Disease co-occurrence network

The disease co-occurrence network referred to patients suffering from multiple diseases at the same time. The network was constructed based on the co-occurrence of the patients’ diseases. Each node in the network represented a disease, and each edge represents the co-occurrence associations between the corresponding diseases [41]. The weight was the number of patients with two diseases at the same time. Through pre-processing, the co-occurrence of diseases on the first page of the medical record data was counted, and the co-occurrence association data between diseases was obtained. To improve the quality of the network, the edges with weights greater than 5 were removed to preserve high-frequency edges.

Hierarchical disease network

The tree structure of the ICD-10 code reflected the medical knowledge contained in the ICD-10 code at the beginning of its design. The hierarchical disease network was constructed based on the medical knowledge behind the ICD-10 code. The nodes in the network represented a disease, and the edges were represented by the similarity between the diseases corresponding to the ICD-10 codes. Based on the tree structure characteristics of the ICD-10 code, the similarity between disease codes was calculated. This similarity could be calculated by the ontology similarity formula [42]. The similarity score was used as the weight of the edge in the network. The similarity formulas were as follows:

$$\begin{aligned} {sim(c_{1},c_{2})=\frac{2\times IC(lcs(c_{1},c_{2}))}{IC(c_{1})+IC(c_{2})}} \end{aligned}$$

(1)

$$\begin{aligned} {IC(c)=-\mathrm{log} {\left(\frac{freq(c)}{freq(root)}\right)}} \end{aligned}$$

(2)

where $lcs(c_{1},c_{2})$represented the nearest common root node found according to the ICD tree structure. The freq(c) indicated the number of child nodes of node c. If c was a leaf node, it corresponded to 1.

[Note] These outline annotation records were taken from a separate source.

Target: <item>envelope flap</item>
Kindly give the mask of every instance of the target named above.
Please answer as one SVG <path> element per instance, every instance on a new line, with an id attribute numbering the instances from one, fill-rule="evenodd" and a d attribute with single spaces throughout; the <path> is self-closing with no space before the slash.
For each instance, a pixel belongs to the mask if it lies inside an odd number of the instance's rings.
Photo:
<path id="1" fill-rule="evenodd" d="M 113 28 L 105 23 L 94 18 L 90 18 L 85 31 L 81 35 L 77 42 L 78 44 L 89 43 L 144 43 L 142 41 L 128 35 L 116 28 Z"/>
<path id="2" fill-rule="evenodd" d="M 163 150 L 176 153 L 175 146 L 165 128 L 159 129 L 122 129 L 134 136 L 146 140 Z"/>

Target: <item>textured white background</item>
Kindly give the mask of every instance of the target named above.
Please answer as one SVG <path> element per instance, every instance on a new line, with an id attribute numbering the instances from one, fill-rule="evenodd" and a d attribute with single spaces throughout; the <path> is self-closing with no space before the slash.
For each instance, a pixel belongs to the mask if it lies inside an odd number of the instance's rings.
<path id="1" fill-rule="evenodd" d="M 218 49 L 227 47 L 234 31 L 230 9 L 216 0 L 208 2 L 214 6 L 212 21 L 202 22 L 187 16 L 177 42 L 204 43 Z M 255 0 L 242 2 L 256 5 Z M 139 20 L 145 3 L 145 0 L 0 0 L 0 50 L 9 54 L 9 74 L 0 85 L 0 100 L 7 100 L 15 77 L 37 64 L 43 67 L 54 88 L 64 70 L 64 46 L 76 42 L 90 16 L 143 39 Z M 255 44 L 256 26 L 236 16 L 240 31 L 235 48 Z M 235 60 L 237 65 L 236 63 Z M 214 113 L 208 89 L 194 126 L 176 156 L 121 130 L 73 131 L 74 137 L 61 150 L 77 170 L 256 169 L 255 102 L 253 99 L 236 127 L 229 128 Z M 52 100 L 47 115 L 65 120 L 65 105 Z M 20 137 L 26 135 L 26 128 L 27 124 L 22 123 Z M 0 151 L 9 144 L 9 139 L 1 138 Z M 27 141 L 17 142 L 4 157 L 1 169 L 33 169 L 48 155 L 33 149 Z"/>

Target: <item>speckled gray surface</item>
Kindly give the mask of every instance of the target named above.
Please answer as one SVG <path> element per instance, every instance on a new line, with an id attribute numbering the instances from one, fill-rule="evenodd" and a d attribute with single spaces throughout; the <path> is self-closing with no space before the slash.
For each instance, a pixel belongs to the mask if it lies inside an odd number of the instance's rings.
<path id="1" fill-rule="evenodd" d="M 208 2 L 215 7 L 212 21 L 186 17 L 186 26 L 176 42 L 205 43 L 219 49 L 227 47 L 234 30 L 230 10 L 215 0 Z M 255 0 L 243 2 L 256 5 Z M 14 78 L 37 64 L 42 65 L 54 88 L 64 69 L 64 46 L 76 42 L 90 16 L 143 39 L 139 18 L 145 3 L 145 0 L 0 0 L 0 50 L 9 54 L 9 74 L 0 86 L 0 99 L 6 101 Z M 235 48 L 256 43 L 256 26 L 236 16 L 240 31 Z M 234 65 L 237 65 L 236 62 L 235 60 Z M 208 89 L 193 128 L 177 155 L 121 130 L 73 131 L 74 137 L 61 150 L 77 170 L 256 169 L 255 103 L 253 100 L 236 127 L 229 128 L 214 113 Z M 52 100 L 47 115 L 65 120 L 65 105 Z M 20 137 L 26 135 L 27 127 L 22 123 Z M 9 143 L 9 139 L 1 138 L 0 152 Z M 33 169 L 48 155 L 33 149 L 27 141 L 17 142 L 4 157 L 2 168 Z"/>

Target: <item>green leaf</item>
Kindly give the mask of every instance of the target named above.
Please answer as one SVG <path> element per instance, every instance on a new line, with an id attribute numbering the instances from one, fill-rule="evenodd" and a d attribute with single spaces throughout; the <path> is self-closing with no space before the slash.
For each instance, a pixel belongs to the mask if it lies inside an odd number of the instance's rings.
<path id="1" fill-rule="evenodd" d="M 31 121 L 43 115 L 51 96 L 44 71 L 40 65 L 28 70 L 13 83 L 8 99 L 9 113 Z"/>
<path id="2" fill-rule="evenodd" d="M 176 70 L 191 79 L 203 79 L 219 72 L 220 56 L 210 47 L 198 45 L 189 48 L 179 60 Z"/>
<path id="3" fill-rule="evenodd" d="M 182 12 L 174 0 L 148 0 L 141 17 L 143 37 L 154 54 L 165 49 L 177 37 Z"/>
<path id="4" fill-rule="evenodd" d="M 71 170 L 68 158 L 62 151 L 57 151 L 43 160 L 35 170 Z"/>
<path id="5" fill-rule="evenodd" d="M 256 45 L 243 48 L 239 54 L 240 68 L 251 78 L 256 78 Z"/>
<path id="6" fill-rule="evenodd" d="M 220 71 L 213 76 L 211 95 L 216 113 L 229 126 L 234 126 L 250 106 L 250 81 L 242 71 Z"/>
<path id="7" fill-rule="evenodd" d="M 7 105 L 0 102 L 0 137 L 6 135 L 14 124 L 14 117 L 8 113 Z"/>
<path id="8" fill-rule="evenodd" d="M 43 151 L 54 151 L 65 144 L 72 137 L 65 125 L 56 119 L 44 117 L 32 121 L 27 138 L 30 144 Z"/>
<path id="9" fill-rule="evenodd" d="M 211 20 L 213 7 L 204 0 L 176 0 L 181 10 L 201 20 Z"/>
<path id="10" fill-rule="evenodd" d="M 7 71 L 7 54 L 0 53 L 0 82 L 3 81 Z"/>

Molecular based disease network

By collecting the “disease-gene” association data from MalaCards and UMLS, the genes in these “disease-gene” associations were used as bridges to establish links, thereby building associations between diseases. The purpose of selecting “shared genes linking” was to retain as much information as possible about the “disease-gene” associations at the molecular level.

Construction of benchmark dataset using medical claims data

As mentioned above, the data usually used by the existing disease progression prediction models encompasses modal data such as text, image, and physical and chemical indicators [28, 43]. However, due to the privacy of medical data, the more data formats required by the disease prediction model, the more difficult it is to obtain data [4]. To reduce the disease progression prediction model’s dependence on data, this study utilizes past disease diagnosis information to predict the patient’s disease course based on disease association knowledge. Meanwhile, most existing open-source datasets cannot meet our expectations (multiple visits), so this study collects real-world clinical cases to construct disease prediction datasets and focuses on considering the impact of disease duration, which other prediction models lack consideration [4, 17, 18, 28, 43]. Therefore, this section provides an overview of a new method for constructing datasets based on disease duration, using the prediction of comorbidities of severe lung diseases as an example.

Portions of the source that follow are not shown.